The central dilemma is whether to prioritise faster, technocratic responses to emergent drug harms or to prioritise democratic accountability and parliamentary oversight; the Bill opts for the latter, but in doing so it potentially sacrifices the agility that enforcement and public‑health authorities rely on to react quickly to new substances.

The Bill trades administrative speed for democratic oversight. Requiring affirmative approval by both Houses makes the scheduling decision transparent and politically accountable, but the extra procedural steps will lengthen the time between a scientific or enforcement recommendation and the legal imposition of controls.
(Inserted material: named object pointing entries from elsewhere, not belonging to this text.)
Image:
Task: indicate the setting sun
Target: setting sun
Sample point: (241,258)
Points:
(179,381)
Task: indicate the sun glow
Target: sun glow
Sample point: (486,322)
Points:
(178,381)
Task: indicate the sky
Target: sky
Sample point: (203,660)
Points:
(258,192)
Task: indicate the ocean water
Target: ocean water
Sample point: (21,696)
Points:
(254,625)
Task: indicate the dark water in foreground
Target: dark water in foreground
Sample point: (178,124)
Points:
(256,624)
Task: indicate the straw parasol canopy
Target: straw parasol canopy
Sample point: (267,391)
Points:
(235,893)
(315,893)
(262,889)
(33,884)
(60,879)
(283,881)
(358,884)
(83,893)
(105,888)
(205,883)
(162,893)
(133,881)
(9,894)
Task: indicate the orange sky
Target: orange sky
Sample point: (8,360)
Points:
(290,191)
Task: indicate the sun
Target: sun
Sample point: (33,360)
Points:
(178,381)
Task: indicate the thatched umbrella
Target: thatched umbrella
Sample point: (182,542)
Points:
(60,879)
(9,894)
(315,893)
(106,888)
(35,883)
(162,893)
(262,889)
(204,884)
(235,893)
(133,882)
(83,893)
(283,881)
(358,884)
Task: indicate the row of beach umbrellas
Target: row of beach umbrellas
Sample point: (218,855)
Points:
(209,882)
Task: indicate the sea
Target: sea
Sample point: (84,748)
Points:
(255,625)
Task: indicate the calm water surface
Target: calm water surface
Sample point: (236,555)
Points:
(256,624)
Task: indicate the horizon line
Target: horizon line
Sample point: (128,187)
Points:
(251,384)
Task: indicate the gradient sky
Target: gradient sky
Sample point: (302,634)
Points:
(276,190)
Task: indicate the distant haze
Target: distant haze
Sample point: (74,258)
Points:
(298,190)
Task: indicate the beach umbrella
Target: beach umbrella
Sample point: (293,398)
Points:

That lag is a concrete operational risk where new psychoactive substances spread rapidly and where temporary measures have historically been used to buy time.

The phrase 'consultation with, or on the recommendation of, the Advisory Council' leaves room for ambiguity about how much weight the ACMD must be given and whether the Secretary can proceed against the Council’s advice after mere consultation. The carve-out from section 31’s general regulation rules further complicates matters: by treating the new power as exceptional, the Bill alters how other SI procedures and safeguards apply, which could produce drafting disputes and legal challenges about the correct parliamentary and judicial routes for challenge.

Finally, the transitional savings create a two‑track historical record where some entries in Schedule 2 were made under the prior regime and others under the new SI/affirmative route; that inconsistency may matter in litigation, retrospective reviews, or when agencies trace the legal ancestry of particular listings. Practically, stakeholders will need guidance on timing, how ACMD advice will be published, and how temporary public-health urgencies will be managed under an affirmative parliamentary timetable.